First, direct recordings from neurons in the cell groups that constitute the model show that their behavior is very close to what the model would predict. Recordings from VLPO neurons in both rats and mice show a sharp increase in firing just before or at the transition from waking to NREM sleep and DAPT datasheet a sharp decrease in firing just before the transition from NREM or REM to waking (Szymusiak et al., 1998 and Takahashi et al., 2009). Individual VLPO neurons differ somewhat in their onset of firing relative to the onset of NREM sleep, presumably because the individual cells differ slightly in
their inputs and responses. A neural network model of these neurons permitted the 2000 neurons on each side of the switch to have independent behavior, and this arrangement demonstrated a similar variability in the onset of firing compared to the actual state transition (Chou, 2003). A key feature in both the modeled neuronal behavior and the actual recordings
was the bistable nature of the firing, with abrupt transitions between rapid and slow firing right around the actual state transitions. Another interesting aspect of this system is the time relationship between changes in VLPO neuron firing and cortical activity. The onset of firing began about 200 msec before the EEG synchronization and did not reach a peak until 300 msec after the transition, whereas the fall in firing occurred over about 200 msec beginning ABT-263 just before the loss of EEG synchronization (Takahashi et al., 2009). The neural network model (Chou, 2003) predicts this behavior, and suggests that it underlies the hysteresis in the response
of the brain to homeostatic sleep drive, as suggested by Borbély and Achermann (1999). Thus, the threshold at which homeostatic not drive triggers sleep is higher than the threshold at which falling homeostatic sleep drive terminates sleep.
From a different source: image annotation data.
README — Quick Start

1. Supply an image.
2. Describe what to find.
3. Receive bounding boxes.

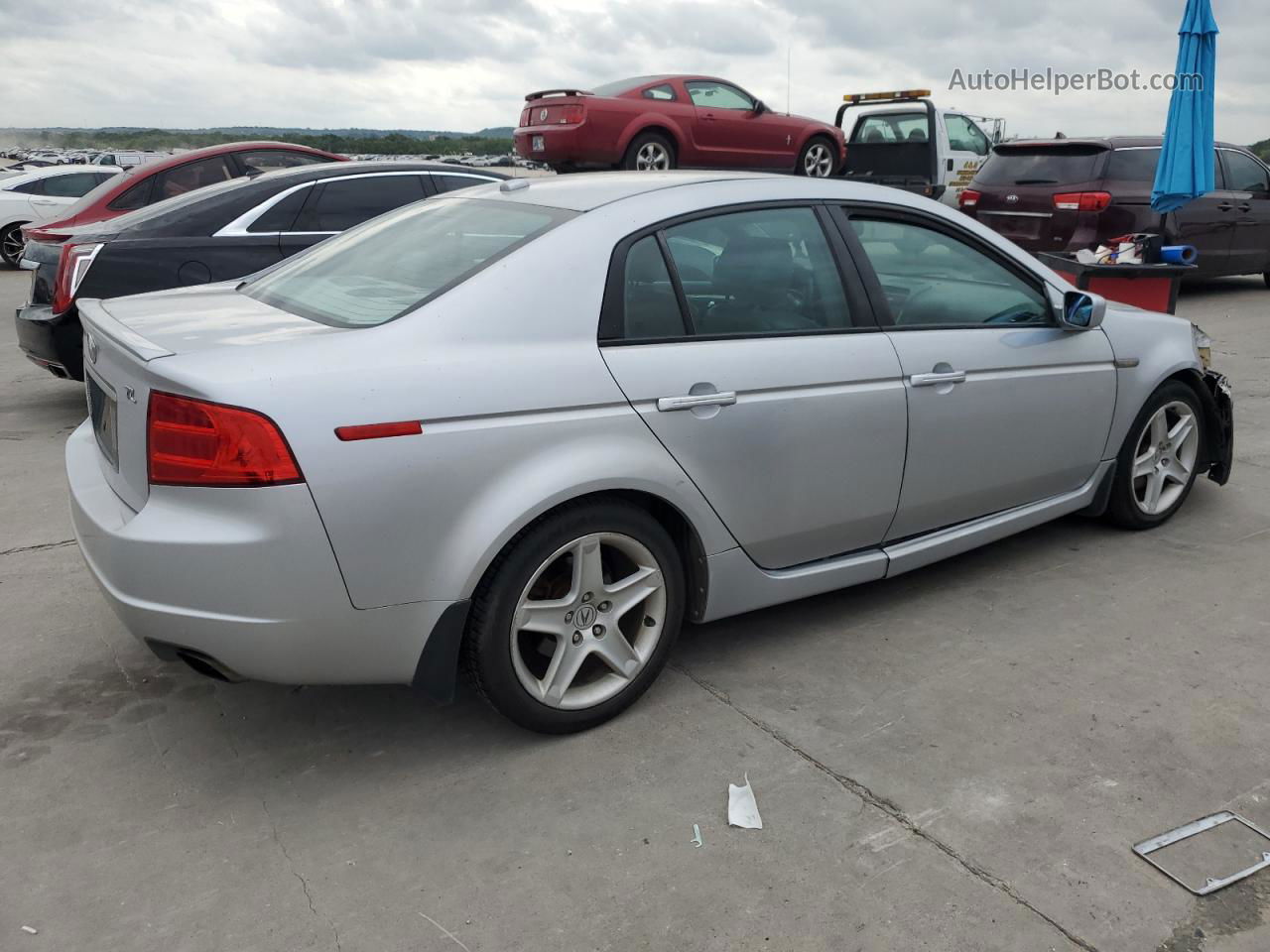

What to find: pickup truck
[834,89,1003,208]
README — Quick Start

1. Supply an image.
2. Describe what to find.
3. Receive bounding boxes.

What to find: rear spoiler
[75,298,173,363]
[525,89,595,103]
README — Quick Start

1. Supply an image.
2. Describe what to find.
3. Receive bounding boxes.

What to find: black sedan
[17,162,507,380]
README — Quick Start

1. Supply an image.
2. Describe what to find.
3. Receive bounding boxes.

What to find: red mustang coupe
[514,76,847,177]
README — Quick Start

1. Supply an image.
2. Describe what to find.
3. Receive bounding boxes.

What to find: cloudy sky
[0,0,1270,142]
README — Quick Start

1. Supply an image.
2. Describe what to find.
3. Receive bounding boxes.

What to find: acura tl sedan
[66,173,1233,733]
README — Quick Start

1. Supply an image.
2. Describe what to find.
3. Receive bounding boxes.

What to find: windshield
[244,198,574,327]
[974,146,1107,185]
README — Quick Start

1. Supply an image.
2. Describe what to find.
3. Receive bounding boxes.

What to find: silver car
[66,173,1232,733]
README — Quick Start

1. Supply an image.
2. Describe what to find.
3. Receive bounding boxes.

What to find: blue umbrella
[1151,0,1216,213]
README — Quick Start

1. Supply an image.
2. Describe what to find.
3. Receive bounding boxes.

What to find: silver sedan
[66,173,1232,733]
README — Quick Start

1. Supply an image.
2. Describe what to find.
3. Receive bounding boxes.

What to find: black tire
[794,136,838,178]
[463,500,686,734]
[622,132,679,172]
[0,225,22,268]
[1106,380,1207,530]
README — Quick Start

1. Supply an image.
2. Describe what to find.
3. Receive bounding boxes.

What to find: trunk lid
[76,283,344,511]
[970,141,1110,251]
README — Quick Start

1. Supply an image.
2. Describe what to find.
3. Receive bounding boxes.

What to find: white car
[0,165,123,268]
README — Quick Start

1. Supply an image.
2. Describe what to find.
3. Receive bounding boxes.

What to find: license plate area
[83,369,119,471]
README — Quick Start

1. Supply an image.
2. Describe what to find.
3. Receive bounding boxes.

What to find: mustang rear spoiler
[525,89,595,103]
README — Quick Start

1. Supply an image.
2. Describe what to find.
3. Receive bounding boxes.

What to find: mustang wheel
[0,225,23,268]
[798,139,834,178]
[1107,381,1204,530]
[464,503,684,734]
[622,132,675,172]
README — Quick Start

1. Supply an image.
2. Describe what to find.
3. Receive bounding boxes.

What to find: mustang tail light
[146,391,305,486]
[1054,191,1111,212]
[54,242,101,313]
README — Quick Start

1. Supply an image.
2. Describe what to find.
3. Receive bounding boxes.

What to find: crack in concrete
[260,797,344,952]
[667,663,1098,952]
[0,538,75,554]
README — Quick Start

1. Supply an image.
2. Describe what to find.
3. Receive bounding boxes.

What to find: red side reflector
[146,391,304,486]
[335,420,423,440]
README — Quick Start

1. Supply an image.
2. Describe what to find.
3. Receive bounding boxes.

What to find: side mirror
[1058,291,1107,330]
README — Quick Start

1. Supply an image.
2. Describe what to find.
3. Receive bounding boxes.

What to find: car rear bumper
[66,421,453,693]
[14,304,83,380]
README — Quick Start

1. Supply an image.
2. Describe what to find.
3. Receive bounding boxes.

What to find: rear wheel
[795,137,835,178]
[622,132,675,172]
[1107,381,1206,530]
[464,502,685,734]
[0,225,23,268]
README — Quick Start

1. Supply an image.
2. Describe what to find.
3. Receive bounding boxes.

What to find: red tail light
[54,244,101,313]
[146,391,305,486]
[1054,191,1111,212]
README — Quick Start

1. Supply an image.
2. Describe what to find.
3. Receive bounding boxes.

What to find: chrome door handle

This property may arise from a key aspect of the mutually inhibitory sleep-wake circuitry: sleep-promoting VLPO neurons can only be activated during wakefulness by stimuli that overcome their inhibition by wake-promoting neurons, but during sleep, when VLPO neurons are not inhibited by wake-promoting neurons, they can be activated by relatively weak stimuli such as low levels of homeostatic sleep drive. The activity of LC and TMN neurons also anticipates state transitions (Figure 3). The firing of LC neurons slows many seconds before sleep onset and then gradually increases 1–2 s prior to wake onset (Aston-Jones and Bloom, 1981 and Takahashi et al., 2010). The firing of TMN neurons also slows about 1 s prior to EEG signs of NREM sleep, but, unlike the LC, TMN neurons only start to fire about 1 s after wakefulness is established (Takahashi et al., 2006).